Угроза подействовала. Народ от догорающего дома попятился… Ольгушка помнила: пламя, которое отражалось в злобных глазах, постепенно гасло, как гасла людская злоба… однако девочку никто приютить не захотел – ну еще бы, ведьмакова дочка, ведьмин выкормыш! И тогда отец Каллистрат заявил своей жене, Ольгушкиной тетке Лукерье, что Ольгушка теперь будет жить у них, и горе Лукерье, если с головы племянницы хоть волосок упадет.
– Какова ни была грешна твоя двоюродная сестра, а дочь ее – твоя кровь! – сурово изрек отец Каллистрат. – Подрастет – отдадим ее в монастырь, грехи родительские замаливать… да заодно и твои, – добавил он шепотом, уверенный, что никто, кроме тетки Лукерьи, его не слышит.

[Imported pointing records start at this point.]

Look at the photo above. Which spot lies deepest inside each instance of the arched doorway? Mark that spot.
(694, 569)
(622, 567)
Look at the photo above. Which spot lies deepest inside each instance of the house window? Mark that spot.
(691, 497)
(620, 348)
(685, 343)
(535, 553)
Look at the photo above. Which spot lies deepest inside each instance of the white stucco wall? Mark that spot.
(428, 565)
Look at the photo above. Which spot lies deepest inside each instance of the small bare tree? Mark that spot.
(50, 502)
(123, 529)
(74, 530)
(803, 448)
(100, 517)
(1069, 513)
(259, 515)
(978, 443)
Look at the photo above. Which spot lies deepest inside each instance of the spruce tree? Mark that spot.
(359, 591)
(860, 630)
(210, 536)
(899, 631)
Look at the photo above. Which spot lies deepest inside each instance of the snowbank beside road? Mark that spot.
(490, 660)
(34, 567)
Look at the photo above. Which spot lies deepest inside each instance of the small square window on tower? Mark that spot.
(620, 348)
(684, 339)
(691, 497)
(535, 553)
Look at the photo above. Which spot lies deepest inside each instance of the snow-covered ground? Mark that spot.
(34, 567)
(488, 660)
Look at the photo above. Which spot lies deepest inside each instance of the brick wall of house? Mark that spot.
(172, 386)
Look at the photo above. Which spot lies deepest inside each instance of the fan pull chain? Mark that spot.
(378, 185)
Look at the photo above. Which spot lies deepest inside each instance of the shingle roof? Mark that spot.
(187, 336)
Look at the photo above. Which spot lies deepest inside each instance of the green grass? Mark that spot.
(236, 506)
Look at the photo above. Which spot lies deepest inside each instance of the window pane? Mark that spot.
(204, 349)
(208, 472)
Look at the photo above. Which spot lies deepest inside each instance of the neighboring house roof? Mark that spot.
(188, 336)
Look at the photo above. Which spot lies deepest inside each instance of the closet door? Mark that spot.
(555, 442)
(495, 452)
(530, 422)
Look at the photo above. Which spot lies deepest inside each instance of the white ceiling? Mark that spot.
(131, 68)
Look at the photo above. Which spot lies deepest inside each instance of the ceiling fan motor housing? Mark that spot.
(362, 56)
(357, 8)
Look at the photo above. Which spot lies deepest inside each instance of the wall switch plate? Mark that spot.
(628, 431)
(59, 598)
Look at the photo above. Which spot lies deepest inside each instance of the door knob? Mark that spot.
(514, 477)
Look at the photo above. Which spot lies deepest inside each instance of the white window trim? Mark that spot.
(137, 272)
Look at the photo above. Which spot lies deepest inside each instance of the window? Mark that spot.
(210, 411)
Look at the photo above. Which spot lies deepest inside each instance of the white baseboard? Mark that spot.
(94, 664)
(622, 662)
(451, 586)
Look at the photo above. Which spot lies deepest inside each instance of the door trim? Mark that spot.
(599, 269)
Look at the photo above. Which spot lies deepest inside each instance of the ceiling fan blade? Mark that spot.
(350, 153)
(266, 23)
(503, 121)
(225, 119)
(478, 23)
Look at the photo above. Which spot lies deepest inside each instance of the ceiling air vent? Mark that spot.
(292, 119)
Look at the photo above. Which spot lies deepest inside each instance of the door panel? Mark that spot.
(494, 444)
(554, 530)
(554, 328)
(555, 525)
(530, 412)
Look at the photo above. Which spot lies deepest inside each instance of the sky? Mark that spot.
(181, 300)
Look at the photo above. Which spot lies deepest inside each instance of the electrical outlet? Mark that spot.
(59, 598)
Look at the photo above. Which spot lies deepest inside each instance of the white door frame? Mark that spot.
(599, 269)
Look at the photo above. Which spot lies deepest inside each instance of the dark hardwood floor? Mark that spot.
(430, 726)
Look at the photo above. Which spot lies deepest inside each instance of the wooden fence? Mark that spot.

Но Ольгушка слышала. Конечно, она тогда не знала, о каких теткиных грехах говорит отец Каллистрат, однако же заметила, как та побледнела мелово, а потом взяла Ольгушку за руку своей дрожащей рукой и повела к себе домой. Баню для сироты истопила, обула-одела, накормила, однако ни слова доброго от тетки Ольгушка за всю жизнь так никогда не услышала.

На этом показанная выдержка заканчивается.